The term 'Southern Accent' is a very broad brush, as others have said, and somewhat subjective as well.

Generally, the closer you live to an area, the more distinguished your ear in terms of pinpointing accents. While somebody from outside the US may have trouble distinguishing one Southern accent from another, somebody who lives in the Southern US can likely tell you within a less than a hundred miles exactly where somebody lives (or grew up), based on their accent. Some dialects and accents are specific enough to narrow to a single town or county.

This is true of any country, and any language, by the way, not just the U.S. For example, I could probably accurately differentiate between an Irish, Scottish, and English accent, but I couldn't tell you what part of Ireland, Scotland, or England aside from some haphazard guessing, unless it was something extremely distingtive like a Cockney accent. I can't accurately pick out a Welsh accent from an English one.

For a broad range of accent samples from not only various US Southern accents, but accross the United States and across the world, spend some time listening to samples on the International Dialects of English Archive (IDEA).

Click on the 'Dialects and Accents' Tab, then progressively narrow down your geographic region. The neat thing about the archive is is also factors into account other factors such as age, gender, first language, ethnicity, education, and other factors such as amount of time in that region, outside influences (i.e. living abroad), etc.

For your "Southern Accent", pick some samples from Virginia, Tennessee, Georgia, Mississippi, Alabama, and Texas, and you'll quickly see that there is not such thing as one "Southern" accent.

After listening to a few of those, navigate to Australia and listen to some samples from various regions in Australia, and I think you'll easily be able to hear they really sound nothing similar.

There are generally two parts to each sample - an excerpt reading from a standard passage, and then conversational prompts. You'll note that some peoples' accents change noticeably from the reading prompts to the conversational prompts. Factors such as education and professionalism tend to kick in during reading, and people may adopt more neutral or standardized accent, while then tend to slip back into their stronger regional dialect when talking of childhood memories, etc. Sometimes, there are phonetic transcriptions of both speech samples.

Really quite fascinating stuff, in my opinion.
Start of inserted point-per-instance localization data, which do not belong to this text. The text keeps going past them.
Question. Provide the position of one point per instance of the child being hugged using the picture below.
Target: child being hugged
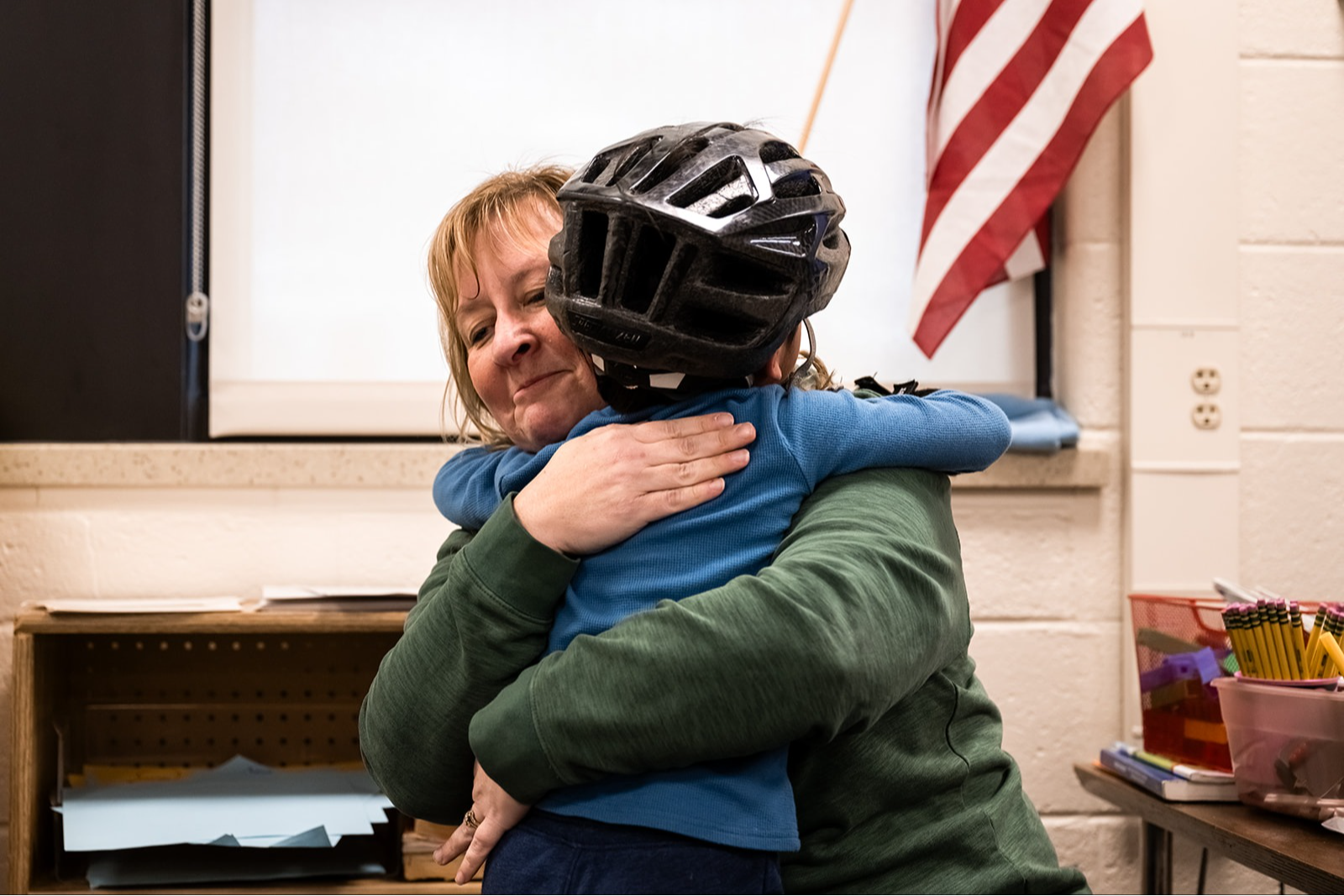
(689, 262)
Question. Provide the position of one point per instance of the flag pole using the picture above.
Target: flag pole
(826, 76)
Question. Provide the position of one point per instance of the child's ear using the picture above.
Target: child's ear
(780, 364)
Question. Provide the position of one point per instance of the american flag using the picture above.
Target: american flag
(1018, 89)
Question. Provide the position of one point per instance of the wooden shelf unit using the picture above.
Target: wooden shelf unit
(186, 689)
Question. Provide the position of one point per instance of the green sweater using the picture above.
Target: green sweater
(853, 647)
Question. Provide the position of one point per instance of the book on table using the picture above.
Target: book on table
(1164, 783)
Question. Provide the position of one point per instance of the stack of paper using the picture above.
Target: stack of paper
(309, 598)
(241, 821)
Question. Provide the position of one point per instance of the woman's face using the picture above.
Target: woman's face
(533, 379)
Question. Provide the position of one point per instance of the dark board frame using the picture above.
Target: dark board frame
(94, 222)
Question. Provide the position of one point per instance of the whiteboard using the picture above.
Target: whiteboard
(344, 129)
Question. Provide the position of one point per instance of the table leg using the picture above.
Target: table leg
(1158, 860)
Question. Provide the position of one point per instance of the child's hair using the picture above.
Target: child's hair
(507, 207)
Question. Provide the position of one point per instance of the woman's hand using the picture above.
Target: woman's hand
(495, 813)
(606, 485)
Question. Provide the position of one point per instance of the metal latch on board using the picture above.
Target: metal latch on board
(198, 316)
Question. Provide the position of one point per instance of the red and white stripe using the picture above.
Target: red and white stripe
(1018, 89)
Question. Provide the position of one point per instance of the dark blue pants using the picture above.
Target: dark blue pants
(550, 853)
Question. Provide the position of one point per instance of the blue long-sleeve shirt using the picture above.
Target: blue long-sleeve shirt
(803, 437)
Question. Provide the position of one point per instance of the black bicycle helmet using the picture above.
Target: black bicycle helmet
(692, 250)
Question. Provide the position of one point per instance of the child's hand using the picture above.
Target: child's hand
(494, 813)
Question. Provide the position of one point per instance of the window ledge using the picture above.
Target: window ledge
(390, 465)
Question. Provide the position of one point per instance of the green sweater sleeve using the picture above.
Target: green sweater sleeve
(862, 604)
(483, 614)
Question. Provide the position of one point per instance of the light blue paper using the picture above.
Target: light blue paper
(242, 799)
(1038, 425)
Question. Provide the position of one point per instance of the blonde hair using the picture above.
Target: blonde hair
(506, 206)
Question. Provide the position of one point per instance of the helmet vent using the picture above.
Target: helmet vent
(741, 277)
(591, 250)
(723, 190)
(777, 150)
(638, 152)
(597, 167)
(680, 155)
(795, 187)
(648, 264)
(719, 325)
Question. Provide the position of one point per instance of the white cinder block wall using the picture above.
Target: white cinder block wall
(1046, 567)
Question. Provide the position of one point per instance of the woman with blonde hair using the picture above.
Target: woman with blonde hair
(851, 645)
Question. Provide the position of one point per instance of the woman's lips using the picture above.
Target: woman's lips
(534, 382)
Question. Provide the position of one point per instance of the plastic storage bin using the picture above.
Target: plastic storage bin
(1288, 746)
(1182, 649)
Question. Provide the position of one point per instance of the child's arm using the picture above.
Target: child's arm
(835, 432)
(474, 483)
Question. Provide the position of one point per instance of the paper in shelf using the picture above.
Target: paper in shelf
(241, 821)
(293, 598)
(138, 605)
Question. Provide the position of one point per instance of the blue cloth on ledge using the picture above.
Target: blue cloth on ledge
(1038, 425)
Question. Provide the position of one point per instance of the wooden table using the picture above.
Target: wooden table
(1294, 851)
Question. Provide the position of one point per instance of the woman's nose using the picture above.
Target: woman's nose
(514, 338)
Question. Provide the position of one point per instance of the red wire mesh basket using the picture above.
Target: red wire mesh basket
(1182, 647)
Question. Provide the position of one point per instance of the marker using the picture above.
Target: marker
(1317, 625)
(1233, 625)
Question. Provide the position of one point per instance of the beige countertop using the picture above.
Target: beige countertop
(389, 465)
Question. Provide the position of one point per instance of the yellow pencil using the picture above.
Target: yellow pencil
(1290, 651)
(1273, 647)
(1332, 649)
(1294, 621)
(1257, 634)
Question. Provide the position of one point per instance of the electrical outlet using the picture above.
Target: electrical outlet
(1206, 417)
(1206, 380)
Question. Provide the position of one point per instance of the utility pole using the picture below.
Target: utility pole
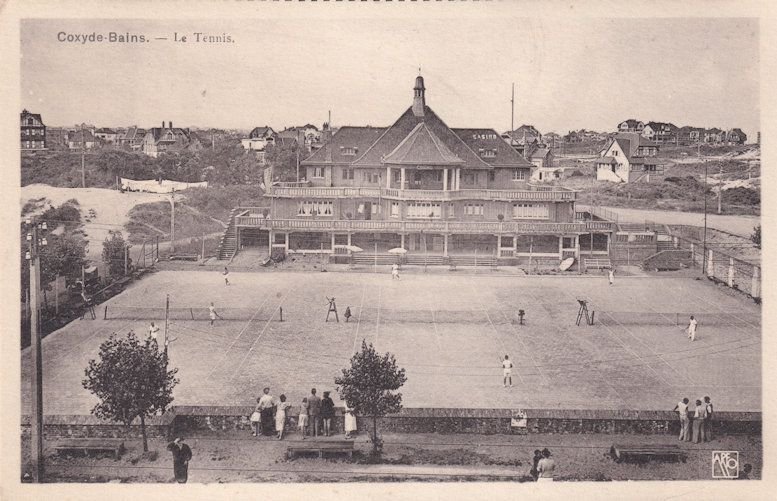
(36, 411)
(167, 316)
(83, 152)
(720, 188)
(704, 257)
(172, 221)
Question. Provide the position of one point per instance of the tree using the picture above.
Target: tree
(113, 253)
(369, 385)
(131, 380)
(756, 236)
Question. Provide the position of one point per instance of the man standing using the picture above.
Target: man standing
(692, 329)
(545, 467)
(182, 454)
(153, 331)
(266, 404)
(507, 367)
(682, 409)
(315, 409)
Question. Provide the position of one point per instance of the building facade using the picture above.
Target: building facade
(420, 186)
(627, 158)
(33, 131)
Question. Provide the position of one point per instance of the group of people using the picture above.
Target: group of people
(696, 423)
(270, 416)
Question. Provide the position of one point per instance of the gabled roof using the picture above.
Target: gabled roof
(404, 126)
(358, 138)
(506, 156)
(421, 146)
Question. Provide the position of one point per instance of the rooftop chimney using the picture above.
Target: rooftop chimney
(419, 100)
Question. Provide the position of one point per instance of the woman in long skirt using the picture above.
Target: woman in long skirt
(350, 421)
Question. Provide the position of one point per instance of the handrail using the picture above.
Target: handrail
(545, 194)
(411, 226)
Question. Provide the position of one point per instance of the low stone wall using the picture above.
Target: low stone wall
(205, 420)
(87, 426)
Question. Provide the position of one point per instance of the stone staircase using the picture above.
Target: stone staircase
(228, 241)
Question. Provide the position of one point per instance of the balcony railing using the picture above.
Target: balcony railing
(539, 194)
(487, 227)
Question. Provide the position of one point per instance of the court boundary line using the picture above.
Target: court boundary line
(209, 375)
(264, 329)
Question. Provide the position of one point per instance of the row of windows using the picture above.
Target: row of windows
(315, 208)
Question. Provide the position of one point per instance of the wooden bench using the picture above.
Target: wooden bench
(184, 257)
(599, 264)
(344, 446)
(642, 453)
(89, 445)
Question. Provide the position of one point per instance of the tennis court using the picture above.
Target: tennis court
(450, 332)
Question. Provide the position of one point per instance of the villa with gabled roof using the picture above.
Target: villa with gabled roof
(435, 192)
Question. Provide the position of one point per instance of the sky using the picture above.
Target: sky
(568, 73)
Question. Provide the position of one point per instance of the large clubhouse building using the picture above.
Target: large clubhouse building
(421, 186)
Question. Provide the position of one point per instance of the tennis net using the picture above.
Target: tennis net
(113, 312)
(677, 319)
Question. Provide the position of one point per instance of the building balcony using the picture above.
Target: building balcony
(431, 226)
(544, 194)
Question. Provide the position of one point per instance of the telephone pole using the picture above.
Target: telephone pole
(83, 151)
(36, 241)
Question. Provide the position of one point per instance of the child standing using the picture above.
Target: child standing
(280, 416)
(303, 417)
The downside is that they really need a lot more samples of different people from the same regions.

A couple of related videos:

Amy Walker - 21 accents. Again, I can't speak for the other variants, but her American accents are spot on.

Here, she does only American accents. Around the 1:30 mark, she discusses some differences in Southern US accents. Note that she comments that these are all generalizations.

Sara - gibberish accents. Interesting, because it focuses on sounds, not words. She's not saying anything coherent in any of her various accents, just gibberish but manages to sound pretty authentic to me on ones I'm familiar with.

Guide to British Isles accents
. Perhaps some of our members from across the pond can comment on the veracity of his observations - I can hear the differences, but can't of course comment on the accuracy.